In caso di licenziamento per riorganizzazione aziendale l’obbligo di ricollocazione si estende alla riqualificazione del dipendente

Quando un’impresa si riorganizza, vuoi per migliorare l’efficienza produttiva o vuoi per garantire la propria continuità economica e finanziaria, spesso accade che uno o più dipendenti diventino “inutilizzabili”. In questi casi ogni datore di lavoro è obbligato in primis a ricollocare tali lavoratori in altre mansioni equivalenti o inferiori ma, se ciò non è fattibile, potrà formalizzare il licenziamento per ragioni di riorganizzazione aziendale.

In gergo si dice che ogni impresa ha l’obbligo di “repêchage” che nella lingua italiana sarebbe l’obbligo di “ricollocazione” dei lavoratori in mansioni alternative per scongiurare il licenziamento.

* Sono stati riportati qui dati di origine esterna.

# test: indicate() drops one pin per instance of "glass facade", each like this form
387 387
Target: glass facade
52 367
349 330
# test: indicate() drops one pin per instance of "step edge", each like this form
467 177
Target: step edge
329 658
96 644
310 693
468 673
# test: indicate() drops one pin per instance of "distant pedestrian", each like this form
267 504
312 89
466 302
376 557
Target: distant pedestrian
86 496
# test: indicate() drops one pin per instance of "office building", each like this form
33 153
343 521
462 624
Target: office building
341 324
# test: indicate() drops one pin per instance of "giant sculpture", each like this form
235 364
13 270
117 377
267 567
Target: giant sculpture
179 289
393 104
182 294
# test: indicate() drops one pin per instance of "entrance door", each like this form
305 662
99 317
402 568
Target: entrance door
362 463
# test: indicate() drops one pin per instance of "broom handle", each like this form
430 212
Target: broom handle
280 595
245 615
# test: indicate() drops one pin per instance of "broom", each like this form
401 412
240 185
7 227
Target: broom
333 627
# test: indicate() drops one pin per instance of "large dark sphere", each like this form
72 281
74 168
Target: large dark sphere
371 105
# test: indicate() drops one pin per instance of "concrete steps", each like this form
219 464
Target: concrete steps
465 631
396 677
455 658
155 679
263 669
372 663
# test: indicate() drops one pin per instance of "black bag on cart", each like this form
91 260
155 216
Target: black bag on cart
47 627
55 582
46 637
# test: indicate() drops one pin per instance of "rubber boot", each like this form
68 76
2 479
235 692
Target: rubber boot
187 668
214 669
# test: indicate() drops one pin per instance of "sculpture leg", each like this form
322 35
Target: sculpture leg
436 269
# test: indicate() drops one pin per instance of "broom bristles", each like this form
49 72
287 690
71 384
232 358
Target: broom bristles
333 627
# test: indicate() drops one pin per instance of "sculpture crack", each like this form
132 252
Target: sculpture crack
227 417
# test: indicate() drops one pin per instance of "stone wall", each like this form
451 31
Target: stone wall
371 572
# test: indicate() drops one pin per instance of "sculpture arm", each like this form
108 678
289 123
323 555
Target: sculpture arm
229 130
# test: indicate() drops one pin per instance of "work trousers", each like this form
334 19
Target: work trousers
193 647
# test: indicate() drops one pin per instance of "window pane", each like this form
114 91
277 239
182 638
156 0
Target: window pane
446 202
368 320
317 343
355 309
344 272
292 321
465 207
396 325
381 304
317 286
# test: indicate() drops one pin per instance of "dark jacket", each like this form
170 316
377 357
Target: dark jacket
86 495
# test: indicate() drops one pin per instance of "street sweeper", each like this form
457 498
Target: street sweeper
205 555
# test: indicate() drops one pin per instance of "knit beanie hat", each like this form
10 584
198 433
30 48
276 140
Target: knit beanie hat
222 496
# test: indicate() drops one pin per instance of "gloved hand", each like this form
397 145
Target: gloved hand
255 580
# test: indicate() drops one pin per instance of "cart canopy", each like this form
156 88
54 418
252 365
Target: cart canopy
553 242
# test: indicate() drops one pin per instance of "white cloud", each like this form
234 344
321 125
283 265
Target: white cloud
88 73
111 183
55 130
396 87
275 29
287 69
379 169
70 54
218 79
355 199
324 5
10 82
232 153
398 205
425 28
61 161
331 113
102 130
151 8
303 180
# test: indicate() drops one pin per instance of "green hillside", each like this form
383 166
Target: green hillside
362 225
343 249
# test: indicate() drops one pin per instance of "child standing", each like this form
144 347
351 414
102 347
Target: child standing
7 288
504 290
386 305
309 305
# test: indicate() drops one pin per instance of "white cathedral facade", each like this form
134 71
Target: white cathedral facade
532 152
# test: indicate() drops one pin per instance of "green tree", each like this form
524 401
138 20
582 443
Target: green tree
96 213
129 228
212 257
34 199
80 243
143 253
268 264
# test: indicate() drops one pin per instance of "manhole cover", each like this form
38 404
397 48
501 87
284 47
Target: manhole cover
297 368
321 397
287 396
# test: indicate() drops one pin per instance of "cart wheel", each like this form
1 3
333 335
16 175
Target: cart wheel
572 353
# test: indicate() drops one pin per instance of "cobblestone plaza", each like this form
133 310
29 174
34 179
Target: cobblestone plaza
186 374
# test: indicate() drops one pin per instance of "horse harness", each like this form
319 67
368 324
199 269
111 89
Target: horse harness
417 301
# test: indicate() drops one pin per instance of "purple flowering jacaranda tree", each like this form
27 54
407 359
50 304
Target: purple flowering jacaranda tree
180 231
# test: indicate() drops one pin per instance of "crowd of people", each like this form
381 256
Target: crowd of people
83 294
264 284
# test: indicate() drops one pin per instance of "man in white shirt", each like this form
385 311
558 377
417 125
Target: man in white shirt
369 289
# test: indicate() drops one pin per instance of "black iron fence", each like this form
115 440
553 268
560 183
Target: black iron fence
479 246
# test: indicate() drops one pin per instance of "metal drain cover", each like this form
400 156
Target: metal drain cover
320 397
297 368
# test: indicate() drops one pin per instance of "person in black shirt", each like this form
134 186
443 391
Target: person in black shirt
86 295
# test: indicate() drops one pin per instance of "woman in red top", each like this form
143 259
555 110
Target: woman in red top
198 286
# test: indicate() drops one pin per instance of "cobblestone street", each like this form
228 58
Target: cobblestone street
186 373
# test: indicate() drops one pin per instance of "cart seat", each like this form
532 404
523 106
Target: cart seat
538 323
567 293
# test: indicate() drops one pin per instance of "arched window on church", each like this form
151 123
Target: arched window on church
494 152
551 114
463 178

Se tutto questo non è fattibile si potrà procedere alla soppressione delle posizioni lavorative di questi lavoratori ed, infatti, fino a poco tempo fa – e precisamente fino alla Sentenza n° 159 del 31 ottobre 2022 del Tribunale di Lecco – l’obbligo di “ricollocazione” si limitava a questo.

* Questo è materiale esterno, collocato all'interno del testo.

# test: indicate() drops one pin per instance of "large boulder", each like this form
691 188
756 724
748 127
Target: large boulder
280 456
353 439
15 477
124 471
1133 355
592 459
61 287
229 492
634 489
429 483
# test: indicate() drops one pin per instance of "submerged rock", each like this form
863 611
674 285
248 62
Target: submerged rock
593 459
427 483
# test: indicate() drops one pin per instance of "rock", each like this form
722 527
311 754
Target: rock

Con tale Sentenza invece tale obbligo si estende anche alla “riqualificazione” del dipendente il quale, pertanto, dovrà essere messo nella condizione di frequentare un percorso formativo ad hoc, messo su finanziariamente dall’impresa, in maniera tale che possa acquisire delle nuove competenze indispensabili per poter ricoprire un altro ruolo all’interno dell’organizzazione aziendale. Tale obbligo di “riqualificazione” può essere adempiuto, in alternativa al corso di formazione, mediante un apposito affiancamento ad altri colleghi.

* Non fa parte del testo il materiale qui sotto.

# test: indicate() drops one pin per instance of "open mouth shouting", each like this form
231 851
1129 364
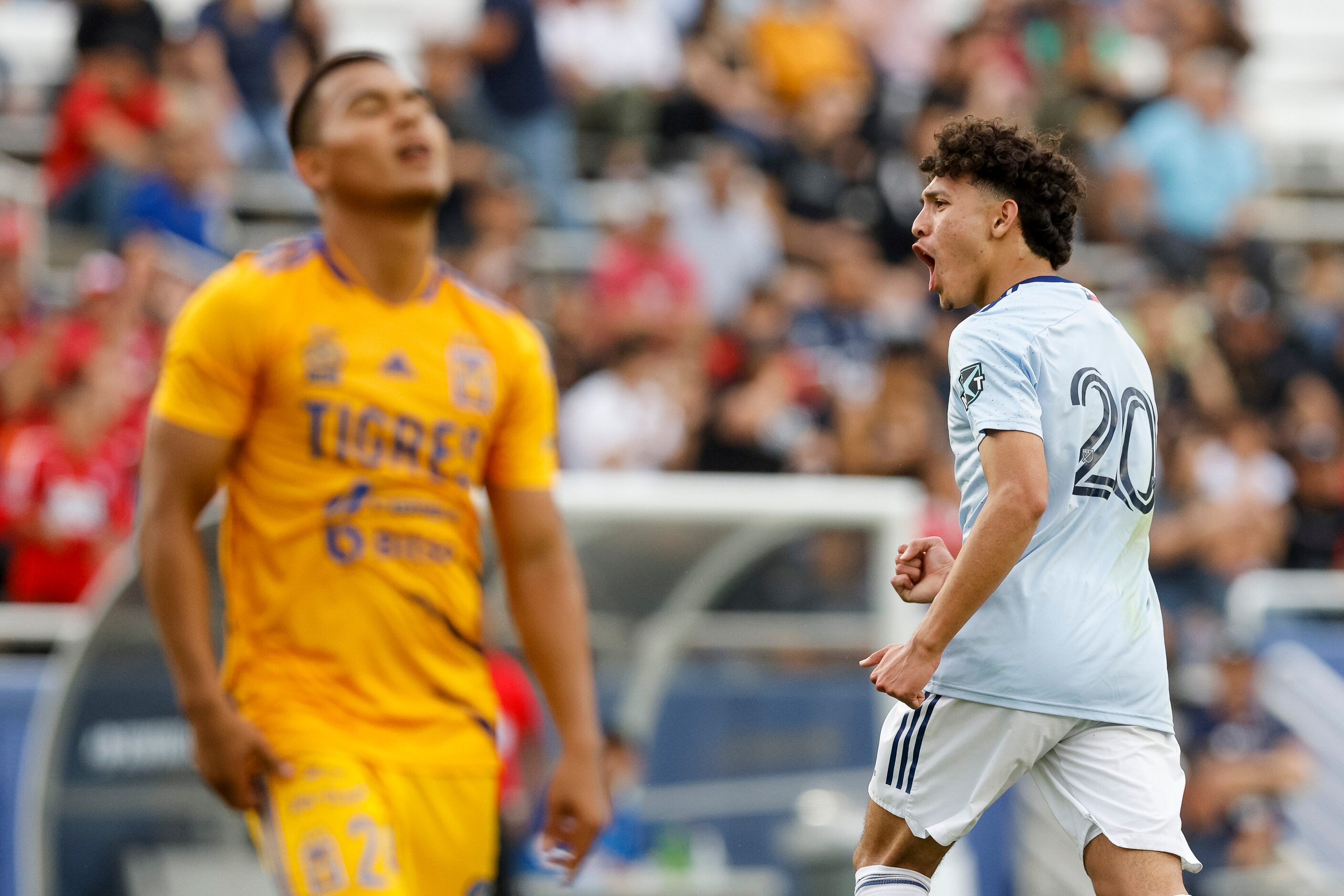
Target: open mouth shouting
926 257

Soltanto qualora tale corso, o affiancamento formativo, risulta impossibile per ragioni da imputare alla preparazione del dipendente oppure perché risulta davvero anti-economico, l’impresa potrà dimostrare che il licenziamento per ragioni di riorganizzazione aziendale costituisce la «extrema ratio».

Dunque, il Tribunale di Lecco che ha emanato la Sentenza in questione ha voluto rendere rigorosa la prova della “sopravvenuta inutilità del lavoratore” soprattutto qualora la riorganizzazione aziendale non sia frutto di una scelta praticata per fronteggiare una crisi aziendale.

Concludendo, con questa storica sentenza si stabilisce che l’obbligo di “ricollocazione” non potrà limitarsi a rispettare i tradizionali confini espressi dalla giurisprudenza di legittimità.